Virtù del comportarsi piacevolmente e del divertirsi con modo.
Dal greco eutrapelìa, composto da eu “bene” e trepò “volgere”.
Se il vivere civile ha dei cardini, uno di questi è la “eutrapelìa”.
Si tratta di una vera e propria virtù, per come è scritta nell’ Etica di Aristotele e nel Convivio di Dante.
Essa consiste nella capacità di vivere il divertimento in maniera piena e moderata, specie in compagnia, e di porsi con gli altri in maniera piacevole e ridente.
Aristotele la pone come giusto mezzo fra boria e buffoneria.
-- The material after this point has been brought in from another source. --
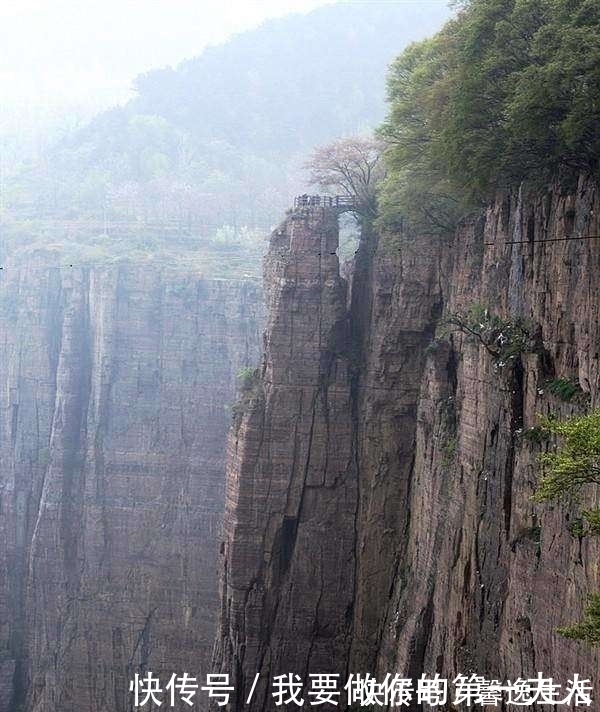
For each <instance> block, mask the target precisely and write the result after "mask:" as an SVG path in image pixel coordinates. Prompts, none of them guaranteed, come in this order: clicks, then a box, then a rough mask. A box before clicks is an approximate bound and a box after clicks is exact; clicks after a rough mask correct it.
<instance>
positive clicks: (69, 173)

Dante la rimarca come inclinazione a godere convivialmente con cordialità e affetto.
Due sono le chiavi di questa virtù: il sorriso e la misura.
Certo la satira più graffiante e la più dignitosa serietà hanno le loro funzioni, ma nell’ottica della vita sociale è l’eutrapelìa ad assicurare il più piacevole risultato.
Passa per la capacità di trarre un piacere contento dalla situazione in cui ci si trova, per una profonda comprensione degli altri, e di come tenere lo spirito leggero, senza macigni.
Di per sé è un carattere splendido: ma se identifichiamo l’eutrapelìa come virtù (etimologicamente, la virtù di ‘volgere al bene’) allora implichiamo che possa e anzi debba essere esercitata.
Ad esempio, si può nascere con un’inclinazione all’onestà, ma l’onestà è una virtù che va allenata per tutta la vita, e tale è l’eutrapelìa.
È un muscolo morale. Il saper trarre e offrire un piacere moderato, senza frigidità e sgangheratezze, è una base solida su cui costruire la propria vita.